Zoe Grace Interview for World Mental Health Day

It’s World Mental Health Day today, a perfect day to bright to light a little chat we recently had with our lovely artist: Zoe Grace.


Zoe Grace is a British artist who is committed to bringing positivity and joy to those who sees her art. Her new neon 3D piece: “Lover Louder” warms the gallery and keeps the summer going for a little longer. Her inspiration about signs comes from her childhood memories of driving by a warehouse or church which always had neon glowing signs with texts saying: “you are loved”, this memory stayed with her forever.



Zoe Grace explained how later on in life, she created her signs by spraying found objects in the streets to guide her son to school. She sprayed some road signed around Hampstead where she is based, where he needed to drop off from the bus, and then another one where he had to turn, and so on for his journey from school to home. This turn into a big hit with the other parents from the school, which motivated her to do more.


The “Power of Words” is what motivated Grace to use words and neon shaped text in her practice. Her art is a homage to the words of compassion and positive affirmation that help people through their darkest of times. Her own experience of receiving handwritten notes of hope while battling depression is what motivated to do the same to other people through her works. She truly believes in fighting the wave of loneliness and negativity that hits London and big cities and hopes her work brings love to those who needs it.


“It's so easy to be negative. My art is my contribution to bringing in a bit more love and light into people’s lives. It’s my attempt to help others feel like they’re not alone. Depression, suicide and homelessness are all on the rise; society clearly has a problem. Obviously, my positive messages are not a solution, but if they make people feel even just a little bit better, that’s a good thing.”- Zoe Grace.


Created in collaboration with Irish designer John Morrissey, Zoe’s concepts and ideas are transformed from 2D sketches to 3D pieces. Zoe begins with a very precise vision of how the final pieces will look and shares sketches, photographs and ideas for colours. John then hand-blows the neon in his Dublin workshop or employs machinery to create the Perspex pieces. A single piece takes between one and three weeks to make.


Caroline: What is next for you in your career?

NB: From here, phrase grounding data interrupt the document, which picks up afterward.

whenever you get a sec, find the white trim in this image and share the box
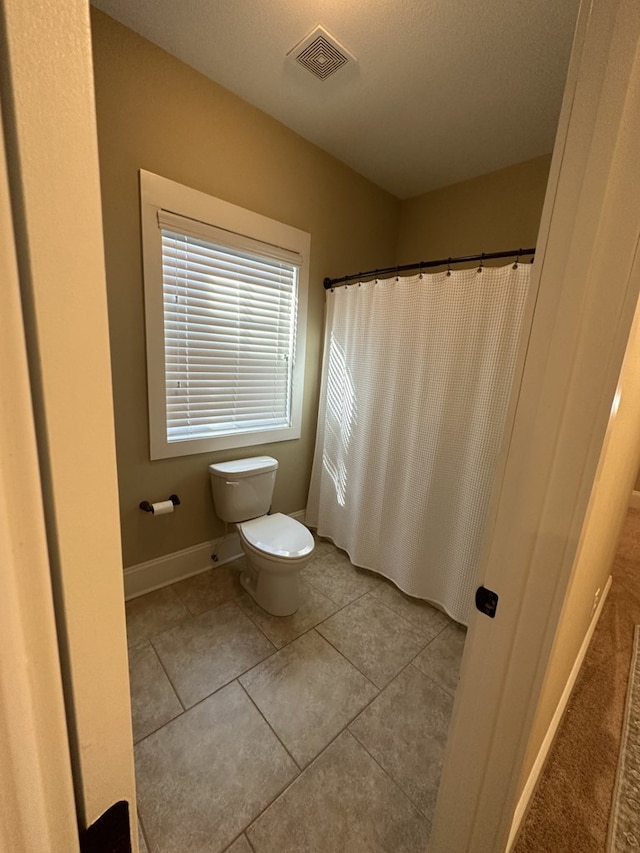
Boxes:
[2,0,138,836]
[124,536,241,600]
[506,573,613,851]
[629,490,640,510]
[124,509,308,599]
[139,170,311,460]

Zoe Grace: As far as the next move in my career goes, I am preparing for a large interactive light show. At the moment I have the vision of it in my head and the next year will be spent making it. Whilst I'm creating the show I'm going strip everything down. Stop doing commissions in the new year, not remake any of my old pieces. It's going to be a clean sheet, I'll create a new piece every 8 weeks or so, have a run of 3. I want to keep everything simple. I'm off to LA mid-October to finalise the designs of a clothing collaboration, which will be premiering in Selfridges Valentines, 2020. 


C: What are your goals and dreams you wish to obtain next?

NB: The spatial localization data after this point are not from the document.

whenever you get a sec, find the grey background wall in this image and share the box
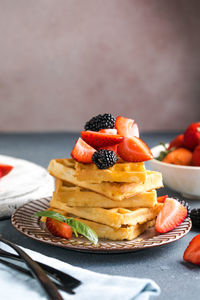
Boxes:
[0,0,199,132]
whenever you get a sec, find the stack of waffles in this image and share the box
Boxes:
[47,158,164,241]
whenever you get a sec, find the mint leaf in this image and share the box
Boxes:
[34,210,98,245]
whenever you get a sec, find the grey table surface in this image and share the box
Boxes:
[0,131,199,300]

ZG: Goals are to do all the above. Dreams are to keep creating whatever and whenever I feel like it. I am craving freedom, travel and expansiveness.

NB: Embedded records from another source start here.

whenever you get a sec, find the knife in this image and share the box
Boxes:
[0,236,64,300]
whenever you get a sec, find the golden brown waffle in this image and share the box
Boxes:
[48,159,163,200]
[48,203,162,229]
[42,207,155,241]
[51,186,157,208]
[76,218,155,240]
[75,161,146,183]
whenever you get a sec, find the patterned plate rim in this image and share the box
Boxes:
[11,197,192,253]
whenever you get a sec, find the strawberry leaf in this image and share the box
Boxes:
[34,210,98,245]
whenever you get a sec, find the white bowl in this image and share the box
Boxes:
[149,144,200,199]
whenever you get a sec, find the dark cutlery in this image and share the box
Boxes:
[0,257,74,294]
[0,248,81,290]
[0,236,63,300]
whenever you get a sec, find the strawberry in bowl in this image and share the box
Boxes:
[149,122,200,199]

C: Do you feel like the art world has changed its views towards mental health over the last few years? 

ZG: I really don't know whether the art world has changed its opinion about mental health. I know the world in general has, and people are talking about it more. It's definitely a step in the right direction but we're still a way off from having proper support, facilities and practical help that is needed for sufferers and their families. It is a very underfunded department.


C: Why do you think so many people are dealing with mental health problems at the moment?

ZG: I think there has been an increase in mental health problems for a variety of reasons. From social media to comparison, to narcissism, to poverty and low income, to living in a patriarchal and capitalist society, to not feeling part of anything, to the fear of there not being enough. I think the children should be taught meditation from the time they

go to nursery school. Taught to go within, listen to their own guidance and intuition. Then eventually the world would be run by meditators! I think that would definitely make for a better world!


C: Could you tell us more about the process of making your pieces?

ZG: As far a making my pieces goes, I have a notebook that I carry everywhere with me, as I usually take my inspiration from everyday life. Whether it be colours I see, or a word, a saying, a conversation. Anything can trigger a desire to create. Really I just need to feel excited by an inner thought or vision, then it usually won't leave me alone until I make it. 


The team at Rhodes believe words of positivity and love is what we all need during these tense and unstable times. The sun might be fading a little more every night, but Zoe Graces’ pieces shine bright all year long.